Bilinen ilk biyoplastik olan polihidroksibütirat (PHB), Fransız bir araştırmacı olan Maurice Lemoigne tarafından 1926 yılında Bacillus megaterium bakterisi üzerinde çalışırken bulunmuştur (Chien vd., 2007). Günümüzde biyoplastik üretmek için çoğunlukla hammadde olarak mısır kullanılmaktadır. Bununla birlikte; tekstil teknolojisi ve biyoplastiklerle ilgili yeni araştırma ve yaklaşımların sayısı gün geçtikçe artmakta ve örnek gösterilebilecek çalışmalara rastlanmaktadır (Faruk vd., 2012) (Reddy & Yang, 2005a). Ananas, mısır, muz, hindistan cevizi, soya fasulyesi gibi biyoesaslı malzemelerin kullanıldığı literatüre geçmiş birçok akademik çalışma örneği bulunmaktadır (Reddy & Yang, 2005b) (Reddy & Yang, 2009) (Saravana & Mohan, 2010) (Kengkhetkit & Amornsakchai, 2014).

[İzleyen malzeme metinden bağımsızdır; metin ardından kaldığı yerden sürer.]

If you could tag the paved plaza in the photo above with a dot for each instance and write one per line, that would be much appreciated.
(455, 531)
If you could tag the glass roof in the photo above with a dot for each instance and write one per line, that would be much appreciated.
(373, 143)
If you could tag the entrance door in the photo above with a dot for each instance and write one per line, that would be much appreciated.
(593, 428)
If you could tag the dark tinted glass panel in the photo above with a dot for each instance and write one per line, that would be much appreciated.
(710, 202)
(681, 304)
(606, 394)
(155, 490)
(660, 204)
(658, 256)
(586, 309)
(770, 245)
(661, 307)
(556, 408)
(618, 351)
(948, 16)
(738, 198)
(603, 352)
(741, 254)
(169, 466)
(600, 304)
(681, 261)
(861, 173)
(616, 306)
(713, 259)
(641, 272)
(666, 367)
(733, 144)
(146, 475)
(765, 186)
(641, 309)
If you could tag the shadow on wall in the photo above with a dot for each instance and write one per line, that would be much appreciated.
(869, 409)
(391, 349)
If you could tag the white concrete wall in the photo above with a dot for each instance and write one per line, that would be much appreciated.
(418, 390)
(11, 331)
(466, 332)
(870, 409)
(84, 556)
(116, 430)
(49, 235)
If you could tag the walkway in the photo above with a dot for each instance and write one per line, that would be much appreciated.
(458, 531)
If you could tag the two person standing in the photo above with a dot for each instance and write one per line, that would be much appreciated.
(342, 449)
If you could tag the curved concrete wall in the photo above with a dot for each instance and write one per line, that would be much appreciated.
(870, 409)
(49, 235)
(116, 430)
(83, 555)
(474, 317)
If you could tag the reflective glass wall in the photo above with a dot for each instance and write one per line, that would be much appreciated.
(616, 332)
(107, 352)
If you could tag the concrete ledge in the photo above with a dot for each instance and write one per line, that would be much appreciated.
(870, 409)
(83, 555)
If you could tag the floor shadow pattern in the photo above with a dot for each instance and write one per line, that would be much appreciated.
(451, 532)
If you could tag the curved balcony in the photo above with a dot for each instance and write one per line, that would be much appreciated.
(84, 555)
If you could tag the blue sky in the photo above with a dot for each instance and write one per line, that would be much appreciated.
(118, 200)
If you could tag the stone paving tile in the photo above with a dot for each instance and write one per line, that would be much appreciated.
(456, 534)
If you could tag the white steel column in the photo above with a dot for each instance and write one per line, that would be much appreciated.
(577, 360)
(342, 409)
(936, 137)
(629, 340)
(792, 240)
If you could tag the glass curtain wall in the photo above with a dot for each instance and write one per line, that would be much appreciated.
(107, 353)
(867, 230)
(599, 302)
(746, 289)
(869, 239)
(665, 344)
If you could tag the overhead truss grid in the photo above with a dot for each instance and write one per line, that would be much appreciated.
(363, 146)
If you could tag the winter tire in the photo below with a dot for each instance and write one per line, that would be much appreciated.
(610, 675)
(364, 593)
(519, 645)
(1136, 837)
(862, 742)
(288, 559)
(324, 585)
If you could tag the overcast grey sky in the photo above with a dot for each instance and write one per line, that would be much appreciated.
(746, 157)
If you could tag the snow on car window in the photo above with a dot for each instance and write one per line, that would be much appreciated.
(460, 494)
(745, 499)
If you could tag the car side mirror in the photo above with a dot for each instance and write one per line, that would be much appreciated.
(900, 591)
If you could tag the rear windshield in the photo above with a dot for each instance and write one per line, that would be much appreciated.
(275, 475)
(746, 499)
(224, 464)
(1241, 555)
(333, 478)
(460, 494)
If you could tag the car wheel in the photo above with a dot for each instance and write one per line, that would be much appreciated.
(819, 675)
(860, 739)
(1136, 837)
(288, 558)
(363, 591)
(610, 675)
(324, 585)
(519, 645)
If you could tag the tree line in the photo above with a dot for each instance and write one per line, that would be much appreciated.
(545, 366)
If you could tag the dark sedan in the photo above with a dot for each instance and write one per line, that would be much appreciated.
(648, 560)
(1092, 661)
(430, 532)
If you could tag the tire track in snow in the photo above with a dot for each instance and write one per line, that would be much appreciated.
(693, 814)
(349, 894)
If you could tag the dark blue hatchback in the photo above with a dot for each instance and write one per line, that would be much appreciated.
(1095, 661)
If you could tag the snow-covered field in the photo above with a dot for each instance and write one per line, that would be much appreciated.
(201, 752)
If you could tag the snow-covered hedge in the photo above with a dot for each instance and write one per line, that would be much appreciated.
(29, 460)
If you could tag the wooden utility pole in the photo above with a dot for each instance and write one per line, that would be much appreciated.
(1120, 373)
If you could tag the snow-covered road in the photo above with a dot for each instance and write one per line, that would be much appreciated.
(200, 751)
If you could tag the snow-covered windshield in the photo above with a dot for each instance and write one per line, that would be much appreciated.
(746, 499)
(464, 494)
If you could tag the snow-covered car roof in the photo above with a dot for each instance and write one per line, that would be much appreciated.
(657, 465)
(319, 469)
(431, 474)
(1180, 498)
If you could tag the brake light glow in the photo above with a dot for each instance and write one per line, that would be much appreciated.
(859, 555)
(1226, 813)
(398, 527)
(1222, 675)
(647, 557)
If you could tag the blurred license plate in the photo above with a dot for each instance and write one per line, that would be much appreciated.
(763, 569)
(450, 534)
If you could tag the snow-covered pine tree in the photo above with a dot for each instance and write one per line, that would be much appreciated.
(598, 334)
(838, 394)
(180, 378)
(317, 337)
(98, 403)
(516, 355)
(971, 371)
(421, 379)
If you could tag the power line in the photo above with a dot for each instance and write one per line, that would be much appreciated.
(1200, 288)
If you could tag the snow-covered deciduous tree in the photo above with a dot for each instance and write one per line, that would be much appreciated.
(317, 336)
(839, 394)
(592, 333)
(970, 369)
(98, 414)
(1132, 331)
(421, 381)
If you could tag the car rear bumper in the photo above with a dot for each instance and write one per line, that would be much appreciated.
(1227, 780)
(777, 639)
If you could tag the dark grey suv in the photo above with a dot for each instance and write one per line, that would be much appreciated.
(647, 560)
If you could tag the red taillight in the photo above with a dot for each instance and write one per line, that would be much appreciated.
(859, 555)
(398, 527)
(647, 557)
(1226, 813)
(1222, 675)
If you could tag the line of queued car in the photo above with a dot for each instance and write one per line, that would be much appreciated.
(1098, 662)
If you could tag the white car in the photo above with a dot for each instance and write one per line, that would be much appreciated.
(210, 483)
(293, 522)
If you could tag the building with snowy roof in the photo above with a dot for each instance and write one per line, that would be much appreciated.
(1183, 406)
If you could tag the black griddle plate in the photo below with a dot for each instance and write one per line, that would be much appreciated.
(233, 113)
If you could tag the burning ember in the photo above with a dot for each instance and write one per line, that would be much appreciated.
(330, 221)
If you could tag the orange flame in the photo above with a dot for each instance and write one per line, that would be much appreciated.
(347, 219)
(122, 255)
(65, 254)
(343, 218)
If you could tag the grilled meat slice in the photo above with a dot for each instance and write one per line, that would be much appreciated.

Biyoplastikler monomer ya da polimer yapıda kullanılabilmektedirler (Ashter, 2016) (http://textileexchange.org/wp-content/uploads/2017/05/TE-PFM-BioBased_Synthetics.pdf Erişim:03.05.2019). (PHA) polihidroksialkanoat, (PLA) polilaktikasit ve (PCL) Polikaprolakton yaygın olarak kullanılan biyopolimer örneklerindendir (Thompson, 2014). Biyokompozitler ise içeriğinde yenilenebilir kaynaklardan elde edilmiş doğal lifler ve biyoplastikler bulunan biyobozunur kompozit malzemelerdir. Çevre dostu özellikleri sayesinde yeşil kompozitler ya da eko-kompozitler olarak da adlandırılmaktadırlar (Saravana & Mohan, 2010).

2.2. Biyoatık Malzemeler

Biyoatık malzemeler; bitkiler hayvanlar ve mikroorganizmalardan elde edilen, yenilenebilir özelliğe sahip, biyobozunur organik malzemeler olarak tanımlanabilir (Ashter, 2016). Biyoatıklar; İnsan sağlığı açısından bir tehdit oluşturmayan bir atık grubu olarak kimyasal, medikal, endüstriyel alanlar gibi birçok alanda ortaya çıkmaktadır. Biyoatıklar yiyecek atıkları ve yeşil atıklar olarak iki temel grupta toplanmaktadır. Atık Değerlendirme İnisiyatifinin tanımında (1999/31/EC) biyoatıklar, park ve bahçe atıkları ile ev restoran vb. alanlardan gelen yiyecek ve mutfak atıkları ve yiyecek üretimi esnasında oluşan atıklardan oluşmaktadır. Atık Alanları İnisiyatifine göre ahşap, kâğıt, mukavva, hazır giyim ve doğal tekstil malzemelerini biyobozunur malzemeleri de kapsayan orman ve tarım atıkları ise biyobozunur atık grubu olarak değerlendirilmektedir (http://www.eubia.org/cms/wiki-biomass/biowaste/ Erişim: 03.05.2019).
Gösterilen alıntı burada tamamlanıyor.